Meinen Eltern die Wahrheit zu sagen, ist ein Ding der Unmöglichkeit.  Es zu verschweigen leider auch.  Meine Mum ist wie ein Spürhund, sie riecht Zeugnisse zehn Meter gegen den Wind.  Letztes Jahr hatte  ich mein Zeugnis unter die Matratze gelegt.  Keine zwei Tage später hatte ich es auf den Küchentisch vorgefunden. Vorwurfsvolle Blicke meiner Eltern inklusive. Dieses Jahr würden mir neben den Blicken vermutlich auch Messer und Kettensägen über den Tisch zugeworfen werden. Es aah wirklich nicht gut aus.  Zumal ich das ganze Schuljahr in meinen  Problemfächern Emmas Arbeiten kopiert , meinen Eltern zum unterschreiben gegeben und anschließend auf der richtigen Arbeit die Unterschrift gefälscht hatte. Deshalb erwarteten meine Eltern jetzt auch ein Einser und zweier Zeugnis.  Tja, blöd gelaufen, was?

Apropos Laufen: Das sollte ich schon mal üben. Für den Fall, dass meine Eltern überreagieren.  Nur zur Sicherheit. Aber irgendwie muss ich da durch.  Früher wäre einfach Emma zu mir gekommen und hätte mich unterstützt.  Aber die sitzt mittlerweile im Flieger nach Alaska. Sozusagen als Sahne auf meinem riesigen Problem-Kuchen. Denn sie zieht gerade dort hin, warum auch nicht? Ist ja nicht so, als würde ich sie hier brauchen, nein.

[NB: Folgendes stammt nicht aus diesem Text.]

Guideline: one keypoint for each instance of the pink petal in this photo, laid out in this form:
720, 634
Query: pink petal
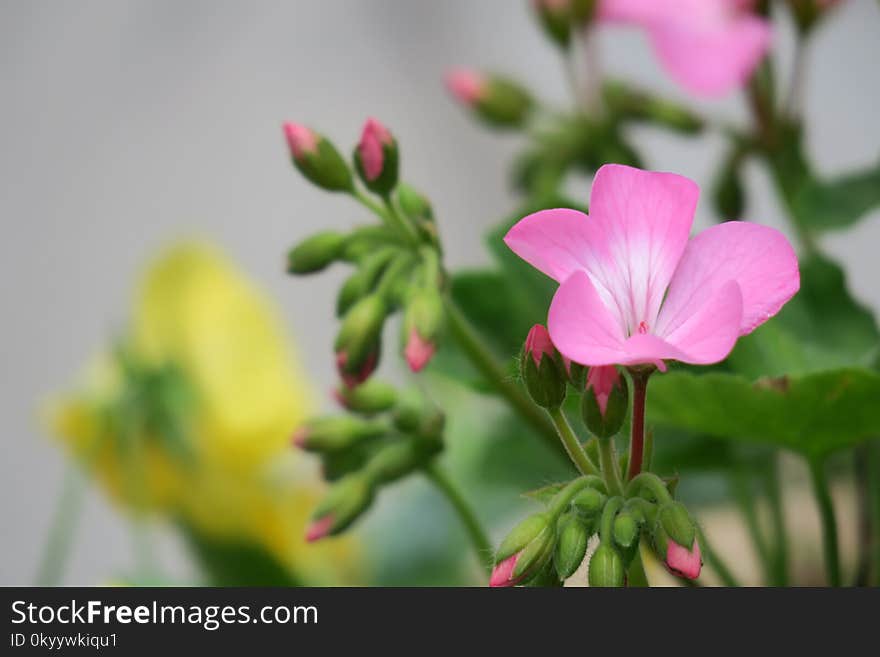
712, 60
581, 326
639, 226
708, 335
760, 260
555, 242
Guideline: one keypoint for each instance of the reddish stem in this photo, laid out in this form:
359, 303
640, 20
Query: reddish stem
637, 437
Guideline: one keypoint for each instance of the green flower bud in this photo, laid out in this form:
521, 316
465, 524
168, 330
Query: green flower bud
357, 341
571, 545
555, 18
606, 567
317, 159
589, 502
336, 433
625, 529
368, 399
676, 522
376, 158
315, 253
498, 101
605, 401
343, 504
422, 320
415, 414
397, 460
542, 369
362, 282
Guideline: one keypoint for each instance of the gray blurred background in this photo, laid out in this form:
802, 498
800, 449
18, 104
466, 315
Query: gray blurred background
125, 124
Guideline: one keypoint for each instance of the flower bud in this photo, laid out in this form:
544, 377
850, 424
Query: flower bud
368, 399
541, 369
589, 502
317, 159
362, 281
336, 433
376, 158
421, 327
498, 101
676, 522
343, 504
525, 551
625, 529
315, 253
357, 344
555, 19
398, 459
415, 414
605, 401
606, 567
571, 545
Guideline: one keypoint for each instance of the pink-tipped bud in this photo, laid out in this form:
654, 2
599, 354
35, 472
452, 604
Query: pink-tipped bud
539, 344
467, 86
502, 574
374, 138
300, 437
418, 351
683, 562
602, 381
300, 140
319, 528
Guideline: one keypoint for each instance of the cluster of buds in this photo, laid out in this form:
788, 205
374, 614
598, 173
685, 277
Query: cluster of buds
547, 374
551, 545
396, 262
389, 435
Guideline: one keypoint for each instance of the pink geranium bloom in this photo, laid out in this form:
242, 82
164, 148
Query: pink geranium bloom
634, 290
708, 46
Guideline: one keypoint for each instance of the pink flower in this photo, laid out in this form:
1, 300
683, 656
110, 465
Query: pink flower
635, 290
683, 562
373, 138
602, 380
708, 46
502, 574
538, 344
319, 528
300, 140
467, 86
418, 351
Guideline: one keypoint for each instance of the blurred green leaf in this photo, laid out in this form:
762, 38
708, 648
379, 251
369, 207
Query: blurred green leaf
840, 203
812, 414
228, 562
821, 328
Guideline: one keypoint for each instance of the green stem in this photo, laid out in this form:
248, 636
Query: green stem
572, 445
637, 436
61, 532
779, 554
609, 466
829, 523
466, 515
485, 363
742, 493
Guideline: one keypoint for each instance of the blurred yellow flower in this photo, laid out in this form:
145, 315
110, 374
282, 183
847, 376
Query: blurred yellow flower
190, 416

Ach was. Oh man! Ich hasse ihre Mutter dafür.  Emma leidet so sehr darunter. Und den Freund ihrer Mutter, für den sie umziehen? Den kann sie nicht ausstehen. Deshalb versuche ich auch, ihr das alles so einfach wie möglich zu machen, indem ich ihr nicht auch noch mit meinen Problemen in den Ohren liege. Ihr versteht das doch? Klar tut ihr das.

Ich klappe die Zeugnismappe zu. Die Mappe ist blau. Blau ist eigentlich eine schöne Farbe, die Farbe des Himmels, des Meeres. Auch die Farbe des Kartons, in das ich sie lege. Obendrauf noch ein paar alte Bücher von mir... fertig. Hier wird es fürs erste sicher sein. Ich schiebe den Karton unter mein Bett. Erschöpft werfe ich mich auf meinen Sitzsack. Ich krame mein Handy aus der Hosentasche. Die Kopfhörer liegen bereits neben mir.  Meine einzige Playlist beinhaltet nur zwölf Lieder. Klar habe ich mehr auf dem Handy, aber ich höre meistens nur diese zwölf. Zufallswiedergabe.

Ich schließe die Augen und lehne mich zurück.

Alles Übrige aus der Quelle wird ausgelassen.